It was a nice fall Friday at the corporate office. This was Red Friday for the upcoming NFL game on Sunday, and there was a cookout in the company parking lot. That’s when the company president came over to where I was eating my hamburger and asked when I was leaving for Rocky Mount, NC. I must have looked at him with a questioning face because he next said, “You don’t know what I am talking about, do you?” “No sir, I do not,” I responded. Then, quite literally, the floodgates opened.

Hurricane Floyd was storming the East Coast. Its winds and water backed up the Tar River and broke a dike above our bakery at Rocky Mount. The whole building flooded. Water came up so quickly that the last people out of the bakery — the plant manager and plant engineer who turned off the power — carried two small women out on their backs. They swam out.

To make matters worse, the bakery was downstream from a large hog operation. We were not just dealing with dirty floodwaters, but we also had to be concerned about what else could be in the water due to runoff from the hog pens.

First on the scene from the corporate office was the vice-president of engineering. Thank goodness for pictures because you would never believe the devastation unless you could see it yourself. Dough troughs full of sponges were now topped with floodwater. Bread was left in the proof box and the oven when the power was turned off. Now those systems were full of floodwater, too. As the wait began for the water to recede, we had to figure out how to clean up a waterlogged bakery likely contaminated with e. coli. Needless to say, this is not a skill learned in college.

First: Find expert help.

I remembered that several area flour mills located along the same river had flooded years previously. They were the first calls we made. One miller volunteered his sanitation manager, who had flood experience, to help us. What a blessing!

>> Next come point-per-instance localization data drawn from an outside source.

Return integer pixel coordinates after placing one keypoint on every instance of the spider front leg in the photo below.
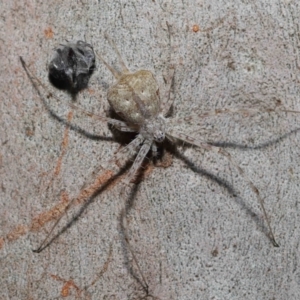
(200, 143)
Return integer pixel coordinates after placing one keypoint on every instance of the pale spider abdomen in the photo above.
(135, 97)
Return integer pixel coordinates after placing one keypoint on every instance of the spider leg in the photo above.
(138, 161)
(154, 149)
(120, 125)
(166, 105)
(200, 143)
(129, 150)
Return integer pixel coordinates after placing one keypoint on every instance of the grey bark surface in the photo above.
(196, 229)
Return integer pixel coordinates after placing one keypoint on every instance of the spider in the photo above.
(135, 98)
(72, 66)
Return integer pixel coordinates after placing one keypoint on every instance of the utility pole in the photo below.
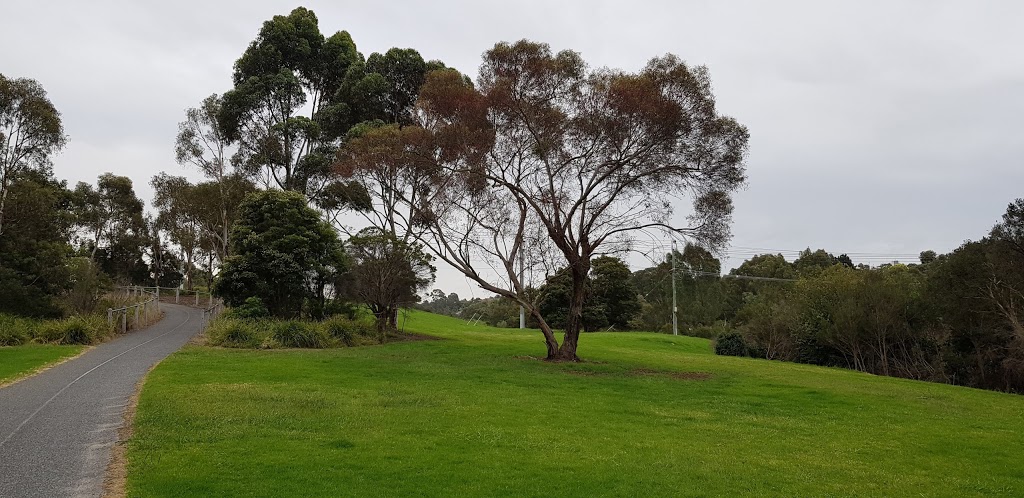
(522, 310)
(675, 308)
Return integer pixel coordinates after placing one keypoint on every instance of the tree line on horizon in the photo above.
(541, 155)
(951, 318)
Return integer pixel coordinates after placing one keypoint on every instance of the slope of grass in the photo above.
(16, 362)
(476, 415)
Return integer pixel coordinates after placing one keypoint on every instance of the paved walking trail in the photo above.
(57, 427)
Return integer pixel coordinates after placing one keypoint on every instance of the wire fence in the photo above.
(147, 310)
(143, 312)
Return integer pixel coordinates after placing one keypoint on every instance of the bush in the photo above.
(348, 331)
(252, 308)
(74, 330)
(293, 333)
(14, 330)
(229, 332)
(708, 331)
(731, 344)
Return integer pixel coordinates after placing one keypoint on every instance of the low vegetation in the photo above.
(73, 330)
(479, 414)
(262, 333)
(18, 362)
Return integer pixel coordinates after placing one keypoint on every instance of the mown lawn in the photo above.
(16, 362)
(474, 415)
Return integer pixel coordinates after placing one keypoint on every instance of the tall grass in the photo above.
(73, 330)
(227, 331)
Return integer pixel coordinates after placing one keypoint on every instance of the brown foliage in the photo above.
(546, 157)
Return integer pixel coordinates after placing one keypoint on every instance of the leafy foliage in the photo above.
(283, 253)
(386, 274)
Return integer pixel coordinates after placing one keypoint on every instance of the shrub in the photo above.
(14, 330)
(74, 330)
(348, 331)
(252, 308)
(708, 331)
(229, 332)
(731, 344)
(293, 333)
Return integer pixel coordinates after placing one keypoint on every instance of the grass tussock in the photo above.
(651, 415)
(233, 332)
(73, 330)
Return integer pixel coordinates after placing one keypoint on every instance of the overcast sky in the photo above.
(878, 128)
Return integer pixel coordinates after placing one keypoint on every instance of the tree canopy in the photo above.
(284, 254)
(543, 152)
(31, 130)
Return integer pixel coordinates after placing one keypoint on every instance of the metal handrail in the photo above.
(152, 302)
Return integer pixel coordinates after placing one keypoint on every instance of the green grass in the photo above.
(474, 415)
(16, 362)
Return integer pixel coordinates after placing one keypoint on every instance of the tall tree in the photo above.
(30, 131)
(386, 274)
(290, 68)
(283, 253)
(203, 143)
(34, 265)
(111, 219)
(585, 159)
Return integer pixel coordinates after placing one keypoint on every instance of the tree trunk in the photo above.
(3, 201)
(566, 353)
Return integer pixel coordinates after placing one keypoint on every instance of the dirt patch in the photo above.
(116, 479)
(643, 372)
(43, 368)
(584, 373)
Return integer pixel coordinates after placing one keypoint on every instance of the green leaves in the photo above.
(284, 254)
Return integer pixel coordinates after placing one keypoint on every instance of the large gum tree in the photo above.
(544, 158)
(30, 131)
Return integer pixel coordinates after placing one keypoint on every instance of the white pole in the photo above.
(522, 310)
(675, 307)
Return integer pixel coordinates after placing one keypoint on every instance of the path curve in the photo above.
(57, 427)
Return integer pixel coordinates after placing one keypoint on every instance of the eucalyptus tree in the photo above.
(30, 131)
(282, 111)
(543, 152)
(110, 219)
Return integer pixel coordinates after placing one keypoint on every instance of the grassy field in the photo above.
(475, 415)
(16, 362)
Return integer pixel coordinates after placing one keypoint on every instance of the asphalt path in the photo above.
(57, 427)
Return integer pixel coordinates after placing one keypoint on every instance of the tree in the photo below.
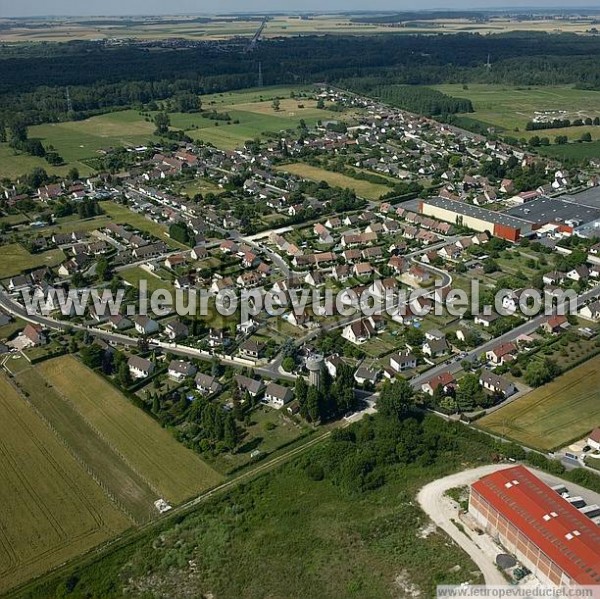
(103, 271)
(92, 356)
(288, 364)
(313, 405)
(395, 399)
(469, 393)
(162, 123)
(124, 376)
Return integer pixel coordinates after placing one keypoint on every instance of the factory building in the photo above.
(546, 533)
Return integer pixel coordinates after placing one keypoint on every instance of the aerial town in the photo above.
(442, 407)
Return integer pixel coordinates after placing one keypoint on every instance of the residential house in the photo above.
(591, 311)
(485, 320)
(579, 273)
(35, 334)
(501, 354)
(555, 324)
(252, 349)
(278, 395)
(176, 330)
(496, 383)
(118, 322)
(180, 369)
(445, 380)
(139, 367)
(254, 387)
(207, 384)
(145, 325)
(403, 361)
(594, 439)
(435, 347)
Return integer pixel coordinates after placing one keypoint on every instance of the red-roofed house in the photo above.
(551, 537)
(505, 352)
(444, 379)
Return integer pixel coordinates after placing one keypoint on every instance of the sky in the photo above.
(12, 8)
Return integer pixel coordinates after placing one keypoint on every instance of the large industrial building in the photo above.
(498, 224)
(551, 537)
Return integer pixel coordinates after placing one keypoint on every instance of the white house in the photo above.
(401, 362)
(278, 395)
(145, 325)
(140, 368)
(180, 369)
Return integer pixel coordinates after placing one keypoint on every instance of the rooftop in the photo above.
(499, 218)
(560, 530)
(555, 210)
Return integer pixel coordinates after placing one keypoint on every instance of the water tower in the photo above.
(315, 365)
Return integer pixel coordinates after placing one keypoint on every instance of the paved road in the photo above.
(526, 328)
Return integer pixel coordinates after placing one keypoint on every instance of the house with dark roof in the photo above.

Second: Rally your troops.

We pulled together the best sanitation staffers from throughout our company bakeries and got them involved. We needed “all qualified hands on deck” to get this bakery ready to make bread again.

Much to my surprise when I arrived at the bakery, it looked nothing like the photos I saw the week before. It appeared clean, amazingly clean. That was when I learned about disaster recovery teams that follow storms. They hired displaced workers — our bakery workers, in fact — to temporarily work for them to clean up businesses. I was speechless. Could it really be clean? How were we going to define “clean?”

We inspected the bakery equipment: the equipment legs, the rollers on the feeder to the slicers and anything with hollow areas. They were clean on the outside, but when taken apart, floodwater poured out. I described this as the saltshaker principle: If a saltshaker drops into bucket of water, you can clean the outside of the shaker, but water still gets inside. Like that saltshaker, the bakery’s equipment was internally full of filthy floodwater.

Third: Enlist allies who support the final goal of baked goods safe for the consumer to eat.

We had to fully sanitize the bakery while the engineers worked to get equipment running again. Many times in crisis situations, you find help in unique places. Several insurance companies held the policies on the bakery, but thankfully, they all hired the same consultant to oversee the cleanup and ultimate startup of the bakery.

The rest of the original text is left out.